My hives built 5-8 almost full combs in the first week or maybe 2 weeks.

Not that this is important, but I would take those bars and move them up front a little more so that the front of your hive is the brood nest chamber, not somewhere close to the middle. This way when you cull combs you cull them backwards. Place the existing combs to bars 2,3,4 or maybe bars 1,2,3 is what I would do but leave them in order and orientation.

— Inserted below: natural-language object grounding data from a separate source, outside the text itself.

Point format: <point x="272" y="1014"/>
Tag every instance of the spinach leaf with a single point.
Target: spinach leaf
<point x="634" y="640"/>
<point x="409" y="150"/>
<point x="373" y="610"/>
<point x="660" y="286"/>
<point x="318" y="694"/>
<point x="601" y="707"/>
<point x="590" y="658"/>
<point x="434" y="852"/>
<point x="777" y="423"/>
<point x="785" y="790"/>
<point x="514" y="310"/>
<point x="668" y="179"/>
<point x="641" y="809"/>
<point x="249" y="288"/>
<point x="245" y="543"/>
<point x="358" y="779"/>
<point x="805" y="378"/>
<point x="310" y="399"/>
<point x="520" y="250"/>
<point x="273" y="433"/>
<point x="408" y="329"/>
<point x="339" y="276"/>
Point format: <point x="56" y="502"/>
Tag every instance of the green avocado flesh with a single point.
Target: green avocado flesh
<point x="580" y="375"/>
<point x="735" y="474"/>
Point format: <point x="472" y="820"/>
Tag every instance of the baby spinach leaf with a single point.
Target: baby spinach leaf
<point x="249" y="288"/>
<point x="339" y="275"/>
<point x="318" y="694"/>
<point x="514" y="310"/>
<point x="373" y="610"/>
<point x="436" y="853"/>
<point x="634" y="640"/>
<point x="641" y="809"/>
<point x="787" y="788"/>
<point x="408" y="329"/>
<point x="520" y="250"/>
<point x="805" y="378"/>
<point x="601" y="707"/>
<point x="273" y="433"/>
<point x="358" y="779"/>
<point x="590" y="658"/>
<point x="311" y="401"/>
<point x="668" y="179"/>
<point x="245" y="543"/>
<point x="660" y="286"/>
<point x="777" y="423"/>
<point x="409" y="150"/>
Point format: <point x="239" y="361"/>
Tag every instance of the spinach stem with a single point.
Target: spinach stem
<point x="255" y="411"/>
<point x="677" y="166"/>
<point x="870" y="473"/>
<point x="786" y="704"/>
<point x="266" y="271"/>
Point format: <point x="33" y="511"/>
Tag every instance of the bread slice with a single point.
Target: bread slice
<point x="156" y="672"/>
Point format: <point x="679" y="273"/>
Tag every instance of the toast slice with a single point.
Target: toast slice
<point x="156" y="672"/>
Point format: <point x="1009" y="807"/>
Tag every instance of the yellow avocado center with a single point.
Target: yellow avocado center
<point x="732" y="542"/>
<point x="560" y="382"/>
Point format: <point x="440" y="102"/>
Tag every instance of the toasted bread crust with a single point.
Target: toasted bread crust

[This message has been edited by Scot Mc Pherson (edited May 13, 2004).]


----------



## Michael Bush (Aug 2, 2002)

You see less bees for the first three weeks or so because a lot of them die off all the time. Plus, during the day a lot will be foraging. Then when the brood starts emerging the population goes back up. You also often get some drift to other hives, if they are around.


----------



## Rookie (Apr 15, 2004)

I went back ouy to watch the bees again. Some bees are carrying polen. I don't know what the others are doing, but some are carring polen. If you think I should move the bars with comb closer to the front I will. If it is "BETTER MANAGEMENT" it needs to be done. It is very cloudy, almost raining so I will wait until tomorrow. I know I have read not to get too trusting, but it is easy to set two feet away from the hive and watch the action. The bee seem to care less. One more thing, tell me it is o.k. for a fifty-one year old man to set and watch bugs crawl in and out of a wooden box. Some people would think that is nuts.


----------



## dcross (Jan 20, 2003)

<<One more thing, tell me it is o.k. for a fifty-one year old man to set and watch bugs crawl in and out of a wooden box. Some people would think that is nuts.>>

Wait till they see you mowing AROUND dandelions!


----------